McLane’s Mississipi Freedom Summer Project, 1964 : Fifty Years of the Civil Rights Act and Voting Rights Act
This project started in the summer of 2014. Marc Patterson, lead teacher for the ArtVenture Academy, read a book, “Coming of Age In Mississippi”, by Anne Moody. The book and several conversations with the staff of the academy prompted us to explore a project to commemorate the 50th anniversary of the The Civil Rights Act, with a special focus on Mississippi Freedom Summer, 1964, which serves as a vehicle by which students explore how young people can unite in the face of injustice to create transformative change in themselves and in their communities through non-violence.
While embracing a diverse student population, the project gives voice specifically to the African American student population through the lens of the Civil Rights Movement. The project is grounded in core texts as well as conversations with African American students, faculty, and leaders within the larger African American community. Students are learning about African Americans who have made contributions historically to their communities and the nation. They are given opportunities to explore their own identities and the influence of media on our perceptions of identity. The final exhibit will consist of nine 4x8 foot panels, created using the wood block printing process, beginning with passage of the 15th Amendment, and depicting key scenes and text from the Mississippi Freedom Summer, 1964. Design students created a three-dimensional “freedom” bus, with African American historical figures and scenes from the Freedom Summer are part of the installation. Video Production students created four documentaries on various aspects of Freedom Summer events. Student research and first person interviews relating Civil Rights stories, taking form as Spoken Word performances, explore themes of identity. Artwork from student sketchbooks will focus on many of the people and events of the Civil Rights Movement. By studying Mississippi Freedom Summer, 1964, students are challenged by contemporary issues of injustice and reconciliation as they seek to understand the complexities of the varied Black experiences, as well as to give voice to their own challenges and experiences through writing, art, film, and performance.
Mixed media installation:
Woodblock prints, drawings, paintings, collage, freedom bus replica, student voice.
Exhibit: Juneteenth at Gaston Middle School (2015), African American Museum (September/October 2015)

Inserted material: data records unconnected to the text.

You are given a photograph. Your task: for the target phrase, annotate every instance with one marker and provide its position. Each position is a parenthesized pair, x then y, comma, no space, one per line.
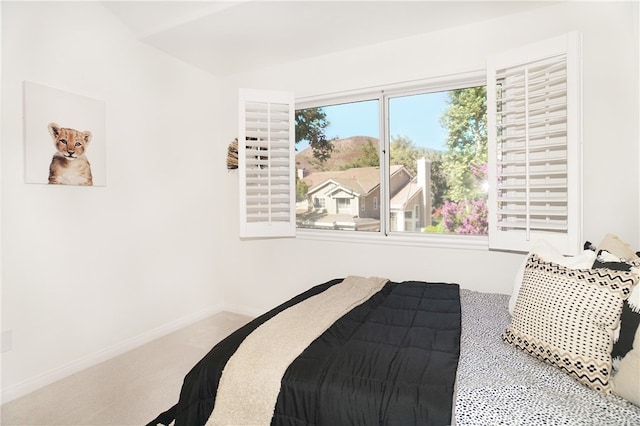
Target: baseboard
(42,380)
(243,310)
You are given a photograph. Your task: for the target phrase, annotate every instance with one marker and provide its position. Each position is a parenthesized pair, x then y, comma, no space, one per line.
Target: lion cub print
(69,165)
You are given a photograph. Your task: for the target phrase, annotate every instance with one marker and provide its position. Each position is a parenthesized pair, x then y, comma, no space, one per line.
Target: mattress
(495,383)
(499,384)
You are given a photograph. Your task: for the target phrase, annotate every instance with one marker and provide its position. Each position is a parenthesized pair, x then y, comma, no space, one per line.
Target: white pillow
(549,253)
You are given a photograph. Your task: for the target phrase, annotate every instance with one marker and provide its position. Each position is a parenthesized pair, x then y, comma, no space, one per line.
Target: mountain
(346,151)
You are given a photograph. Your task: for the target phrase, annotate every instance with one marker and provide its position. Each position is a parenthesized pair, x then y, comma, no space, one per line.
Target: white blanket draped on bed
(250,383)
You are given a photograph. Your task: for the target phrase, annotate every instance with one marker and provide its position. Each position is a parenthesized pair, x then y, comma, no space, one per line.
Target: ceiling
(235,36)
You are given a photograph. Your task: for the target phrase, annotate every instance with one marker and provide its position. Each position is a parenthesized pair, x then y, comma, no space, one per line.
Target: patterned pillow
(548,252)
(626,383)
(566,318)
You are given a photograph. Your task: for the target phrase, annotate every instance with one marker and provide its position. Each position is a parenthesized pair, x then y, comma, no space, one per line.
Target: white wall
(90,272)
(159,245)
(280,268)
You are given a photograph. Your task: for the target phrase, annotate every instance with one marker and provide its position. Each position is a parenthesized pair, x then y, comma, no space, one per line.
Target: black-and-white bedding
(498,384)
(387,363)
(390,360)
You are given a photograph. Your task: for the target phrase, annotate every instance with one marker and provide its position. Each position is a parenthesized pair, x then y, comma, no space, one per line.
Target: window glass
(436,180)
(438,162)
(338,167)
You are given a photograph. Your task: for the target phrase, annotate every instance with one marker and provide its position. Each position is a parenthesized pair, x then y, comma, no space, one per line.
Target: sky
(417,117)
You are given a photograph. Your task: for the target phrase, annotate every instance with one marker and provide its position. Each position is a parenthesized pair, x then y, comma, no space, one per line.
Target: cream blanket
(250,382)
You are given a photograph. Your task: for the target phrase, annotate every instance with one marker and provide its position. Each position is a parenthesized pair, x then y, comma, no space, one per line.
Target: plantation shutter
(266,163)
(534,131)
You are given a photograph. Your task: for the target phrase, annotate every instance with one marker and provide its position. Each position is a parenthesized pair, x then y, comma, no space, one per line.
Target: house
(349,199)
(89,272)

After meeting with African American community leaders, we decided to focus the project on some history of the civil rights movement, with a specific focus on the Mississippi Freedom Summer events of 1964. We decided to use the woodblock printing process because it best represented to look and feel of the 1960’s. The black and white process of printmaking provided a very graphic, stark look. Half of the art classes began work on the large 4 x 8 foot blocks. A small group of students agreed to provide leadership, design and drawing skills for the blocks. Once the blocks were drawn and inked, students were taught to carve using special wood carving tools. Sections of the blocks were inked and printed for checking copies. Once everything was cut properly we had a team of printers roll up the blocks which took about 90 minutes, then we laid the rice paper down on top of the inked block, then rubbed the back with barens. This process took 90 minutes. Once a print was pulled, the block was cleaned. A full size replica of the Freedom Bus was fabricated to serve as a backdrop for student performers.